Et pourtant, cet ami bien-aimé de Dieu, créé par amour, le voilà
détruit, annihilé par un pouvoir que Dieu n’a pas créé : la mort. Dieu
est affronté en son œuvre même à une puissance qui la détruit et rend
nul son dessein. La création n’est que tristesse, lamentation, larmes et
finalement, mort. Comment est-ce possible ? Que s’est-il passé ? Ces
questions se trouvent latentes dans le récit détaillé que Jean nous fait
de la venue de Jésus à la tombe de son ami.
« Et une fois arrivé à la tombe..., dit l’Évangéliste, il pleura... » (Jn 11,35).
Pourquoi pleure-t-il puisqu’il sait, que dans un instant il
ressuscitera Lazare à la vie ?
Les hymnographes byzantins n’ont pas
toujours su comprendre le vrai sens de ces larmes, les attribuant à sa
nature humaine, alors que de sa nature divine il tiendrait le pouvoir de
ressusciter les morts.

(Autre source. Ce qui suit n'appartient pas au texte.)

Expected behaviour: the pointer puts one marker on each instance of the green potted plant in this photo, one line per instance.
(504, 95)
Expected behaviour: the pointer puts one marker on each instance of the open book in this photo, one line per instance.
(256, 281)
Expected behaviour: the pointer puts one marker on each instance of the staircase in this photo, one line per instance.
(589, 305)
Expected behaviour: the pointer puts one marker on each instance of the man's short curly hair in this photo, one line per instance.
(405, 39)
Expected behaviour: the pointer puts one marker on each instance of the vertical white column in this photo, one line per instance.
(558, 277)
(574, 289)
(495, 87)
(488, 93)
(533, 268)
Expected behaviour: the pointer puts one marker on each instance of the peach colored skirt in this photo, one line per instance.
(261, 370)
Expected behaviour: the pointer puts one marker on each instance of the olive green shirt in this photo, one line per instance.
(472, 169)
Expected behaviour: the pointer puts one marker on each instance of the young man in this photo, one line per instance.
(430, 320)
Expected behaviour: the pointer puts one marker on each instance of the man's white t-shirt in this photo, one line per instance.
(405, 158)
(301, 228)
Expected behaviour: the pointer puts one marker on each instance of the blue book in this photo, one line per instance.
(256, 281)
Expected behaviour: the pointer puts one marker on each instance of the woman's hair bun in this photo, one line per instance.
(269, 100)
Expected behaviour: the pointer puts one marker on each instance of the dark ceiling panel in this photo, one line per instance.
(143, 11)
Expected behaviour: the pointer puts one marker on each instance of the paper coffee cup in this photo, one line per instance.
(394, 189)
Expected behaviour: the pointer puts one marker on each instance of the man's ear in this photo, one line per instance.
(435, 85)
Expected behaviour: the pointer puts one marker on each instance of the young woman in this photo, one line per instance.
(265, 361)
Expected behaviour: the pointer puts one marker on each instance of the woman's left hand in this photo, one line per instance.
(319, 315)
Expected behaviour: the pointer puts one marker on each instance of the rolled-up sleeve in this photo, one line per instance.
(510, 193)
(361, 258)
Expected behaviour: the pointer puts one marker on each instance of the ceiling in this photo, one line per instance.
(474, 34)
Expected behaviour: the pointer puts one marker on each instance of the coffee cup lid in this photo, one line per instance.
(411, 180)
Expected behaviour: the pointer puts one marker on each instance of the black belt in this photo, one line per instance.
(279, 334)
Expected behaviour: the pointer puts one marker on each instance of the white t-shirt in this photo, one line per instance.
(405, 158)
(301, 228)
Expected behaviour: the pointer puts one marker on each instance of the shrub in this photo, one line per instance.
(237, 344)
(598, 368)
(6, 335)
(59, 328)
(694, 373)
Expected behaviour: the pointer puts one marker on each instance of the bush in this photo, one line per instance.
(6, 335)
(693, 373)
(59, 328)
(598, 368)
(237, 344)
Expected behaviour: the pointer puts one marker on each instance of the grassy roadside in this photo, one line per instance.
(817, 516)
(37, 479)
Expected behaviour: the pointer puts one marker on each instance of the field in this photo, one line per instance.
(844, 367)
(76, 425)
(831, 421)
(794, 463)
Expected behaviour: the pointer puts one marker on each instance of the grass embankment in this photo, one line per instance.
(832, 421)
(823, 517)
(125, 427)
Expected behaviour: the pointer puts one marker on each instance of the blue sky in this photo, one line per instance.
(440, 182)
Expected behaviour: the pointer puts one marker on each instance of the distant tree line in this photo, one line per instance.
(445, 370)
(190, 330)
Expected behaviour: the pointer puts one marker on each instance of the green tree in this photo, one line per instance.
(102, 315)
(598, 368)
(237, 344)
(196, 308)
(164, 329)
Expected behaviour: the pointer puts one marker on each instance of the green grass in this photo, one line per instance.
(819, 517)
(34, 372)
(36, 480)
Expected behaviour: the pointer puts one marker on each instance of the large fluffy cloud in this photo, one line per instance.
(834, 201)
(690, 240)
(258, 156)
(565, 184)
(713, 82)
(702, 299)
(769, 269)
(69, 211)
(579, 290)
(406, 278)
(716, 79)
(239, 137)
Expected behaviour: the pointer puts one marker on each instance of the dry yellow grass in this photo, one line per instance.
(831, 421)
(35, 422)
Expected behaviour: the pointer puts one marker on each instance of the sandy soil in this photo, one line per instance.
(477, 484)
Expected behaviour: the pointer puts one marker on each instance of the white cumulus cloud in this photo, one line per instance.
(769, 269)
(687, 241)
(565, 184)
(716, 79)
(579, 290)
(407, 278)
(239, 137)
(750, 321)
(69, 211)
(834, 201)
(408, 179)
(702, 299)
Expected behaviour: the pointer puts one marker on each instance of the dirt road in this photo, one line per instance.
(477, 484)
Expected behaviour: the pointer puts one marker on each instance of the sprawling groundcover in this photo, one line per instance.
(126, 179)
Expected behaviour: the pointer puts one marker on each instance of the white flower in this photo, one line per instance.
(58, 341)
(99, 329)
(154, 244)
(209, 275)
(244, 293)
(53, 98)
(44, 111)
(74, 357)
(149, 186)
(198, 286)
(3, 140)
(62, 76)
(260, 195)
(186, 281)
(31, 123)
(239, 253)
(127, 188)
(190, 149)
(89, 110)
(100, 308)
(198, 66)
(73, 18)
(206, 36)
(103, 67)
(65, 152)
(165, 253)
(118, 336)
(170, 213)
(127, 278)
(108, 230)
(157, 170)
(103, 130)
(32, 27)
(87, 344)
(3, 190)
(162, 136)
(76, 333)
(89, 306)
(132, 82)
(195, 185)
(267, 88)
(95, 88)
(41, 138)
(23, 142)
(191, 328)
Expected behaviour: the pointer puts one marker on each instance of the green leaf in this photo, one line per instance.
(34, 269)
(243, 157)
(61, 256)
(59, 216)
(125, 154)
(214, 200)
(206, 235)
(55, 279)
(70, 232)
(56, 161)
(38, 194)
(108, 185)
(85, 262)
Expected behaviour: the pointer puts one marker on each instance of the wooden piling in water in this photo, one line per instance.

Et pourtant l’Église orthodoxe enseigne
clairement que toutes les actions du Christ sont « théandriques »
c’est-à-dire, à la fois divines et humaines, étant les actions du seul
et même Dieu-Homme, le Fils de Dieu incarné. C’est l’Homme-Dieu que nous
voyons pleurer, c’est l’Homme-Dieu qui fera sortir Lazare de son
tombeau. Il pleure... et ce sont des larmes divines ; il pleure parce
qu’il contemple le triomphe de la mort et la destruction de la création
sortie des mains de Dieu. « Il sent déjà... », disent les juifs, comme
pour empêcher Jésus de s’approcher du corps ; terrible avertissement qui
vaut pour tout l’univers, pour toute vie.
Dieu est vie et donateur de vie ; il a appelé l’homme à cette
divine réalité de la vie, et voici « qu’il sent... ». Le monde a été
créé pour refléter et proclamer la gloire de Dieu, et voici « qu’il
sent... ». Au tombeau de Lazare, Dieu rencontre la mort, cette réalité
destructrice-de-vie et spectre-de-désespoir. Il se trouve face à face
avec l’ennemi qui lui a ravi la Création, son bien propre, pour en
devenir le Prince. Nous qui suivons Jésus qui s’approche de la tombe,
nous entrons avec lui, dans « son heure », celle qu’il a annoncée si
souvent comme l’apogée et l’accomplissement de toute son œuvre. Dans ce
court verset de l’Évangile : « et Jésus pleura... », c’est la Croix qui
est annoncée, sa nécessité et sa signification universelle. Nous
comprenons maintenant que c’est parce que Jésus a pleuré, parce qu’il
aimait son ami Lazare, qu’il a le pouvoir de le rappeler à la vie. La
résurrection n’est pas la simple manifestation d’un pouvoir divin, mais
bien plutôt la puissance d’un amour, l’amour devenu puissance. Dieu est
amour et l’amour est vie, il est créateur de vie... C’est l’amour qui
pleure sur la tombe et c’est l’amour aussi qui rend la vie : là est le
sens des larmes divines de Jésus. Elles nous montrent l’amour de nouveau
à l’œuvre – recréant, rachetant et restaurant la vie humaine devenue la
proie des ténèbres.
« Lazare, sors dehors !... »
Voilà pourquoi ce samedi de Lazare inaugure à la fois la Croix,
comme suprême sacrifice de l’amour, et la Résurrection, comme son ultime
triomphe : « Le Christ, l’universelle joie, la vérité, la lumière et la
vie du monde, son éveil, est apparu sur notre terre dans sa bonté,
devenant le signe de la Résurrection, pour accorder à tous la divine
rémission. » (Kondakion du samedi de Lazare).
Alexandre Schmemann, Olivier Clément, Le mystère pascal, Commentaires liturgiques, Spiritualité orientale, N° 16, Abaaye de Bellefontoine, 14-15.